The Horror Never Ends for Warbeast's Bruce Corbitt
Texas metal singer Bruce Corbitt's career has seen some wicked ups and downs over the last 30 years, from signing record deals and taking on high-profile tours to being fired unceremoniously and watching bandmates pass away in front of his eyes. It hasn't been a lifestyle fit for the faint of heart. But if there's anything useful that low-budget slasher flicks have taught us, it's that a certifiable creature of the night like Corbitt always comes back for one last slice.
Bruce Corbitt of Warbeast
So do yourself a favor and watch your throat tomorrow night, because Corbitt will be back in town again at Acadia Bar & Grill with his band Warbeast, the ferocious Dallas-area thrashers who have become a favorite of Gulf Coast metal god Philip Anselmo. The former Pantera front man signed Warbeast to his Housecore Records imprint and released their aptly titled sophomore album Destroy last year before taking them on the road with his sludge supergroup Down.
Now, Warbeast is working on a worthy follow-up to Destroy's heavy, old-school thrash attack. Tomorrow's show is the only one on the band's books until October as they prepare to hole up, bear down and grind out another thick stack of riffs.
"It's that time again to write new material," Corbitt says. "I'm always excited when it gets to be this point. It's a lot of work, but we got to get around to doing it sometime, and sometimes you need to take off some time from doing shows and everything to be able to focus. We're kind of skipping around, doing shows when we can. And in the meantime, we're writing for the next third full-length or EP or whatever the next one's going to be."
While there's always work to be done, the fact is that Corbitt had originally planned to be a hell of a lot busier than he is right now. Rigor Mortis, the legendary underground group with whom he made his name in the '80s, is releasing a new album called Slaves to the Grave next month -- their first in a very long time. Sadly, it will also be their last.
Shortly after the album was recorded, Mike Scaccia, the Rigor Mortis guitarist made immortal by his contributions to Ministry's seminal Psalm 69 album, collapsed and died of a heart attack onstage at a concert celebrating Corbitt's birthday. Rigor Mortis' big reunion died with him.
"This wasn't intended to be our final album, of course," Corbitt says, his voice softening.
"We had a lot of hopes and plans for the future. We wanted to tour and go to Europe, everything. But we have to at least put this album out. There's just no way that the world shouldn't hear it. But I hope [fans] understand that there's a lot of reasons why it took so long to get it out, and obviously losing Mike was a big part of it."

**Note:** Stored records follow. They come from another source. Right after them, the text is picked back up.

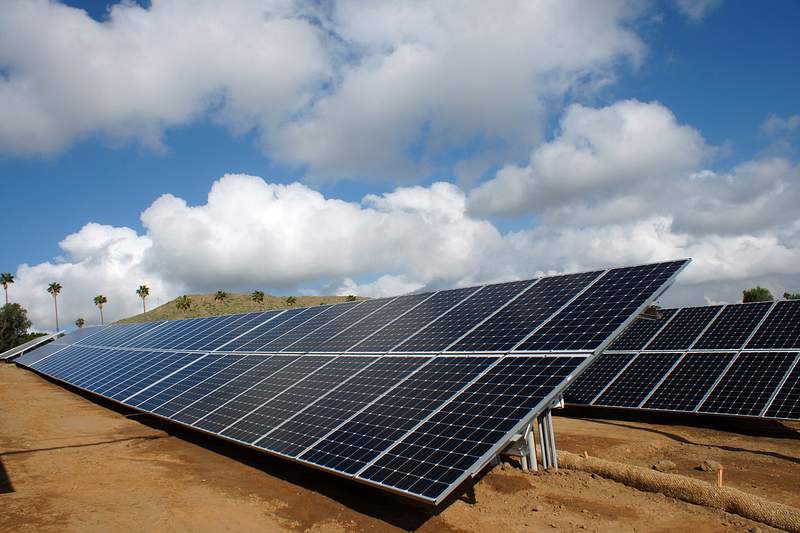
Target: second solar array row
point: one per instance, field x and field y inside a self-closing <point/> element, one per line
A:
<point x="757" y="326"/>
<point x="746" y="383"/>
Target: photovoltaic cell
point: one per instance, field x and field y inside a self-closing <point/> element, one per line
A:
<point x="218" y="341"/>
<point x="633" y="385"/>
<point x="290" y="320"/>
<point x="310" y="425"/>
<point x="301" y="393"/>
<point x="442" y="449"/>
<point x="748" y="385"/>
<point x="602" y="370"/>
<point x="408" y="324"/>
<point x="378" y="427"/>
<point x="271" y="319"/>
<point x="787" y="402"/>
<point x="185" y="380"/>
<point x="237" y="367"/>
<point x="287" y="370"/>
<point x="636" y="335"/>
<point x="231" y="389"/>
<point x="598" y="312"/>
<point x="415" y="424"/>
<point x="781" y="329"/>
<point x="198" y="363"/>
<point x="689" y="381"/>
<point x="733" y="326"/>
<point x="284" y="342"/>
<point x="519" y="318"/>
<point x="444" y="331"/>
<point x="682" y="330"/>
<point x="317" y="340"/>
<point x="347" y="339"/>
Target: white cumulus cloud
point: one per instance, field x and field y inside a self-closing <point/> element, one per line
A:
<point x="345" y="90"/>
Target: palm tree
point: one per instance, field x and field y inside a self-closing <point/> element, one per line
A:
<point x="100" y="301"/>
<point x="220" y="297"/>
<point x="258" y="297"/>
<point x="183" y="303"/>
<point x="55" y="289"/>
<point x="6" y="279"/>
<point x="143" y="291"/>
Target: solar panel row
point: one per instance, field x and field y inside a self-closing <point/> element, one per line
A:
<point x="415" y="423"/>
<point x="744" y="383"/>
<point x="755" y="326"/>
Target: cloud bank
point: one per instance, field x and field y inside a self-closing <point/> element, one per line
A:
<point x="375" y="91"/>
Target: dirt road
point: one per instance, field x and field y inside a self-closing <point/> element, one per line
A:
<point x="70" y="463"/>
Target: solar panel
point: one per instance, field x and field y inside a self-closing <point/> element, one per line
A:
<point x="233" y="387"/>
<point x="599" y="312"/>
<point x="374" y="322"/>
<point x="438" y="453"/>
<point x="315" y="421"/>
<point x="406" y="325"/>
<point x="786" y="403"/>
<point x="223" y="415"/>
<point x="277" y="408"/>
<point x="58" y="343"/>
<point x="204" y="385"/>
<point x="448" y="328"/>
<point x="636" y="336"/>
<point x="781" y="329"/>
<point x="285" y="341"/>
<point x="733" y="326"/>
<point x="516" y="320"/>
<point x="688" y="382"/>
<point x="634" y="384"/>
<point x="684" y="328"/>
<point x="748" y="385"/>
<point x="362" y="438"/>
<point x="317" y="341"/>
<point x="599" y="374"/>
<point x="374" y="415"/>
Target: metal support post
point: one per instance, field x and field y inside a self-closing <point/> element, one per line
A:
<point x="530" y="441"/>
<point x="542" y="442"/>
<point x="551" y="435"/>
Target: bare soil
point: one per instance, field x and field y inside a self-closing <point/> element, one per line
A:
<point x="70" y="462"/>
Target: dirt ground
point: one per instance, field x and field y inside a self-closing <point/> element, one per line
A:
<point x="73" y="463"/>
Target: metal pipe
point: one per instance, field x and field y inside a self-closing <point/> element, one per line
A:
<point x="530" y="439"/>
<point x="542" y="442"/>
<point x="552" y="438"/>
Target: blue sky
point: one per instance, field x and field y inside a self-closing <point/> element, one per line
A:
<point x="721" y="75"/>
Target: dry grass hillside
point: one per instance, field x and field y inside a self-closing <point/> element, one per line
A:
<point x="205" y="305"/>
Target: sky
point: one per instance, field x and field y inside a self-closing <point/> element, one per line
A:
<point x="377" y="148"/>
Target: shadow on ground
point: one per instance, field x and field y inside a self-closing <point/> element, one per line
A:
<point x="5" y="481"/>
<point x="751" y="427"/>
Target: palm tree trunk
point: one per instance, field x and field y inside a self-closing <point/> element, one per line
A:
<point x="55" y="302"/>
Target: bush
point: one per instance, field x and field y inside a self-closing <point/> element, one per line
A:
<point x="14" y="326"/>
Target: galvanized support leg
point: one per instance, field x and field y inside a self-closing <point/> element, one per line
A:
<point x="542" y="442"/>
<point x="530" y="439"/>
<point x="552" y="438"/>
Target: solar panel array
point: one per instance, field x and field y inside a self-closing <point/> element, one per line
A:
<point x="738" y="360"/>
<point x="412" y="394"/>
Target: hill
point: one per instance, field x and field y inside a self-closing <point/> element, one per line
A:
<point x="205" y="305"/>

By the time the remaining members of Rigor Mortis recovered from their shock and grief, they discovered that the same labels showing strong interest in releasing the new record were now unwilling to invest in a group with no plans to continue on and tour without their fallen brother. Determined to see the project through, Rigor Mortis turned to their fans for help, setting up an Indiegogo campaign to help finance the recording and release of Slaves to the Grave.
With a week to go, the band is closing in on their $20,000 goal.
"The only way we could do it is with the fans who have kept the band alive all of this time, the people who believed in this band and this album enough to make this dream become a reality," Corbitt says. "And so far, we're overwhelmed. We're on pace to be able to pull it off. That's going to be an astonishing miracle, is the way I feel, because I just didn't really know what to expect when we were going to ask for this kind of money."